If section 8 is potentially impinged because there is a privacy interest, then one should a priori seek a warrant, especially to search a vehicle or premises. In order to sign a warrant a judge must be convinced that there are reasonable and probable grounds for believing in the prior existence of facts justifying the search. The warrant is a priori a warrant only to search certain things that are mentioned in the warrant. If the police say they are searching for drugs but fail to disclose that they are also searching for guns then they may be violating section 8. You only have legal authority to search for what you asked and obtained authorization to search in the first place. The Supreme Court  has held, moreover, that there is a presumption that warrantless searches are unreasonable (see Evans in the next session; also Hunter v. Southam)

However, there are also a few exceptions to the rule that one should always obtain a warrant.

The most important is that in certain circumstances it would simply not be practical to obtain a warrant, although one will want to be careful to not allow the police to always or routinely claim that going before a judge was an inconvenience. A police officer may exercise the search powers that he would normally be able to exercise under a warrant if "exigent circumstances" make it impractical to obtain a warrant. Exigent circumstances would include, for example,  "imminent danger of the loss, removal, destruction or disappearance of the evidence." It may be easier to find exigent circumstances when it comes to cars or boats, for example, both because the privacy expectation is a bit less than a dwelling, and because they are mobile and therefore more likely to flee (a house, by comparison, is going nowhere).

However, in such a case, the reasons for obtaining a warrant must exist.
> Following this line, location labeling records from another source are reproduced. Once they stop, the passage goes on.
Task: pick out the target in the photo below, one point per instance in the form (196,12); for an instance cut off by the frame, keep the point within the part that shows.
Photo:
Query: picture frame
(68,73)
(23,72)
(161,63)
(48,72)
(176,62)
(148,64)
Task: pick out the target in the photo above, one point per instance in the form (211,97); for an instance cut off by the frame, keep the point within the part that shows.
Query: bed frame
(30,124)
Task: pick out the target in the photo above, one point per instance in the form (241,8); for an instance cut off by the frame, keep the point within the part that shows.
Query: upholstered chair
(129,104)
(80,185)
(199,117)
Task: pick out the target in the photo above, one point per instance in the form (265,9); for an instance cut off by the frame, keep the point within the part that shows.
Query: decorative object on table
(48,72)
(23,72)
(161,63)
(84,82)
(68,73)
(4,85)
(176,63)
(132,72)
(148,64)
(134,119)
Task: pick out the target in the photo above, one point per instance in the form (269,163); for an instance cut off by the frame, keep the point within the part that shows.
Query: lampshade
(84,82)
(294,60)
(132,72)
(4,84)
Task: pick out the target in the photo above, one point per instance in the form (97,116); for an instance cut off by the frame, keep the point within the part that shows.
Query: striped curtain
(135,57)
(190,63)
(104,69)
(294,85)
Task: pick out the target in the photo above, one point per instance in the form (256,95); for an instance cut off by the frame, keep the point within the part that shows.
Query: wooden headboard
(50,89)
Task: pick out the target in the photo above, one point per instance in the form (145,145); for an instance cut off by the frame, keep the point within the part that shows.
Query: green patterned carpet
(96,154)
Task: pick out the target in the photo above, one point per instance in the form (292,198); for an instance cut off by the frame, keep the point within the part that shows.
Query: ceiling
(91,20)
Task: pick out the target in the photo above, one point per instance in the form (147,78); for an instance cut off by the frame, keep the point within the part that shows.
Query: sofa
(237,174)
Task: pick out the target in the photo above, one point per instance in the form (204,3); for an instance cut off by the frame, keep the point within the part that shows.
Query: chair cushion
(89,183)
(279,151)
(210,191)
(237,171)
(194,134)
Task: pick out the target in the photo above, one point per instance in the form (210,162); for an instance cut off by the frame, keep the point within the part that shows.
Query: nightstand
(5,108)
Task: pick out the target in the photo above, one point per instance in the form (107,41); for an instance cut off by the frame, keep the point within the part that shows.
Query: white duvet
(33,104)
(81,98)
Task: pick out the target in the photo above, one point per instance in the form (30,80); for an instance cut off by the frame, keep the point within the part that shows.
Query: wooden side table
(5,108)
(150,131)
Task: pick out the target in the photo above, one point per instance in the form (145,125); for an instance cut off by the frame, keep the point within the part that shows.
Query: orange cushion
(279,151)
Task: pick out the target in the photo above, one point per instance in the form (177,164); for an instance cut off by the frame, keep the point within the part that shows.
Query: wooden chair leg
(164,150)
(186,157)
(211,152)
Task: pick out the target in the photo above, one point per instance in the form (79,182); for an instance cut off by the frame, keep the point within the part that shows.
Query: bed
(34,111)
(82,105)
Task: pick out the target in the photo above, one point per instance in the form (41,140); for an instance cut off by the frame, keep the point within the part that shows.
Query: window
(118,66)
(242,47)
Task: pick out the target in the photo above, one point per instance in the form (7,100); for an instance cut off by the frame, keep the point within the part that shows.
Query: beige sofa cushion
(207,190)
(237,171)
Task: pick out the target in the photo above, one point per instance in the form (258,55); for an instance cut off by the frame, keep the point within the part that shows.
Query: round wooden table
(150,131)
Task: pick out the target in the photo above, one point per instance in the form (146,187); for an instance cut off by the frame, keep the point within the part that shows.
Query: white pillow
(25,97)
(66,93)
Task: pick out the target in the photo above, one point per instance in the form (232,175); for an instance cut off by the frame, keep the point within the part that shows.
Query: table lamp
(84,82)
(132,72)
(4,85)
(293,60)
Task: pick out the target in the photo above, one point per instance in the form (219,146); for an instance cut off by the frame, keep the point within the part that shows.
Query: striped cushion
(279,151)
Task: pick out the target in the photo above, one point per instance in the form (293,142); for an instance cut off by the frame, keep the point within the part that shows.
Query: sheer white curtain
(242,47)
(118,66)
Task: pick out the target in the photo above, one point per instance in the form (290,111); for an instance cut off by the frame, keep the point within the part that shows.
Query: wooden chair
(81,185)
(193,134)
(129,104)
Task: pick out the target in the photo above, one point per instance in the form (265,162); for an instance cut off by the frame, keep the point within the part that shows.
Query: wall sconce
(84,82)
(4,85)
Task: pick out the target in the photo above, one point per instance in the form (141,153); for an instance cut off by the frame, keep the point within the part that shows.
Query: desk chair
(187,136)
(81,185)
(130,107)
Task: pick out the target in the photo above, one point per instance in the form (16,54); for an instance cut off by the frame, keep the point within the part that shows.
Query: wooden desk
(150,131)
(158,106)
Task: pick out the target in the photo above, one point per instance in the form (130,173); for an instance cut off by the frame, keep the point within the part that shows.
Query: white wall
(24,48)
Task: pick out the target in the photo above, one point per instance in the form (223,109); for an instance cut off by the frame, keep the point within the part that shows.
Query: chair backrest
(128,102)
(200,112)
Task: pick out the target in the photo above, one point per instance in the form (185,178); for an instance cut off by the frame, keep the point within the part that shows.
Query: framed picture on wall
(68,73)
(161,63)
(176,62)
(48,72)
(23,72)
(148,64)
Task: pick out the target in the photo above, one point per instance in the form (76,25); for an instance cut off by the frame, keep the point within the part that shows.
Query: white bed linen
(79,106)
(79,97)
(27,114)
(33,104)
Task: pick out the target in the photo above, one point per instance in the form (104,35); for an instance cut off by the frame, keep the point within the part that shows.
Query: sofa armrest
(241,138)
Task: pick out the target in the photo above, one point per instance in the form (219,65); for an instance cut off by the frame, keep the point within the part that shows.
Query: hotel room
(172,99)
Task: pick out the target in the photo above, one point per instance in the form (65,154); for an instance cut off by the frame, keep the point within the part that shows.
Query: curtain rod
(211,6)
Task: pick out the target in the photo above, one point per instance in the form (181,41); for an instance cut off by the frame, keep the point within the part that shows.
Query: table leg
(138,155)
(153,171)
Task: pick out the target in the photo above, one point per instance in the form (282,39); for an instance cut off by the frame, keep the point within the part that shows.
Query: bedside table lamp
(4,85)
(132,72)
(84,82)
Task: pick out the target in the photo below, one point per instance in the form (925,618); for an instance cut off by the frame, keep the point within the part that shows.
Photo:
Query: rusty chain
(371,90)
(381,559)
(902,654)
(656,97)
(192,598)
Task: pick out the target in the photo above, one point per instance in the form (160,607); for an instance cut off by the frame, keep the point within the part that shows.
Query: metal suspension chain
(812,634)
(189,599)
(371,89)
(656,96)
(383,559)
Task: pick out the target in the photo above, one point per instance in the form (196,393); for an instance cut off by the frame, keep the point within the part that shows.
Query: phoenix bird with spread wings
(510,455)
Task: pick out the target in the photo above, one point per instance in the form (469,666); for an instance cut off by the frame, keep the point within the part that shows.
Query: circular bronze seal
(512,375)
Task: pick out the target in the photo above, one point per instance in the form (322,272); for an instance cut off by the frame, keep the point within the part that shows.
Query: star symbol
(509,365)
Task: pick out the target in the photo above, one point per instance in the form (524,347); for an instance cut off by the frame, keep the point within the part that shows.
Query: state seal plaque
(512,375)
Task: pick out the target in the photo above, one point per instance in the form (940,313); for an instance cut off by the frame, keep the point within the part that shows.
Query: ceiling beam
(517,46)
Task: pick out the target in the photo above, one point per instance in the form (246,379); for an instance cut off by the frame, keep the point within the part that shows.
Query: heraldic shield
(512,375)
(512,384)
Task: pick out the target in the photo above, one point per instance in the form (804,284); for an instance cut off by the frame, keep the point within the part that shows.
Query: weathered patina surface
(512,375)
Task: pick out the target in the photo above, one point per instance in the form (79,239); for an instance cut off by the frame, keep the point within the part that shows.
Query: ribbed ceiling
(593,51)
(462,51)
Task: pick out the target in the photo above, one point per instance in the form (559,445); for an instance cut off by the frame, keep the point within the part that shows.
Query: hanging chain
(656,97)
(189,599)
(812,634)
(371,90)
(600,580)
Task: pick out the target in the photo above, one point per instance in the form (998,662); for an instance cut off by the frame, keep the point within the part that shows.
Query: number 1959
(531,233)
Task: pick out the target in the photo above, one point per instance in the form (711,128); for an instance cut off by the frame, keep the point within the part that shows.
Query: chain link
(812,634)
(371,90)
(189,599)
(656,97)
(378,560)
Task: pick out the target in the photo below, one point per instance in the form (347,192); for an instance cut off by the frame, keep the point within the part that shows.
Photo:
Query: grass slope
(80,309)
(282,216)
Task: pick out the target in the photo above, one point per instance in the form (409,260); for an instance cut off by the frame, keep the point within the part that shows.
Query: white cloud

The idea is that the police is only allowed to do in situations of emergency what it can demonstrate it would have been allowed to do in normal circumstances. Moreover, the power to search without warrant must exist, either in a given Statute or in common law (of example the Narcotics Control Act). There is no general power to search without warrant. The Courts will look not only at whether the search was executed reasonably but also whether the power to search without warrant, if it exists, is itself reasonable. In the Kokesch case (next session), for example, the Supreme Court found that a "perimeter search" based on a mere suspicion did not satisfy the threshold for a warrantless search. What is fundamentally at stake in such cases is that the police should pause and obtain a warrant, not take a shortcut and conduct a search without the presence of "exigent circumstances."

There are also a number of exceptions that are tied to the exercise of lawful powers. In that category, one may include the exception to the need to obtain a search warrant if a search incidental to arrest, even when the arrest is without warrant. This makes sense if the police have already independently satisfied the threshold to proceed to an arrest. Another exception is the "plain view" doctrine. Assuming the police is in good faith and did not forget to mention that they were looking for certain things in their request for a search warrant (which would be a case of overstepping their authority if they then find that thing), it may just be that the police will, in the course of a search, stumble upon evidence of a crime. Because it is not something that the police is looking for as such, it would of course have to be something that was quite clearly evidence of a crime (e.g.: drugs left on the kitchen table), not something that would require extensive analysis.
Class Preparation:
Privacy Interest: 
  • R. v. Spencer, 2014 SCC 43 (headnote and section on "Reasonable Expectation of Privacy")
  • R. v. Mellenthin, [1992] 3 S.C.R. 615 (headnote only)
  • R. v. Feeney, [1997] 2 S.C.R. 13 (headnote only, excluding parts referring to access to counsel).
  • R. v. Vu, 2013 SCC 60, [2013] 3 S.C.R. 657 (headnote only)
  • R. v. Aucoin, 2012 SCC 66 (headnote only, ignore parts on exclusion of evidence)
  • R. v. MacDonald, 2014 SCC 3 (headnote, only part on searching).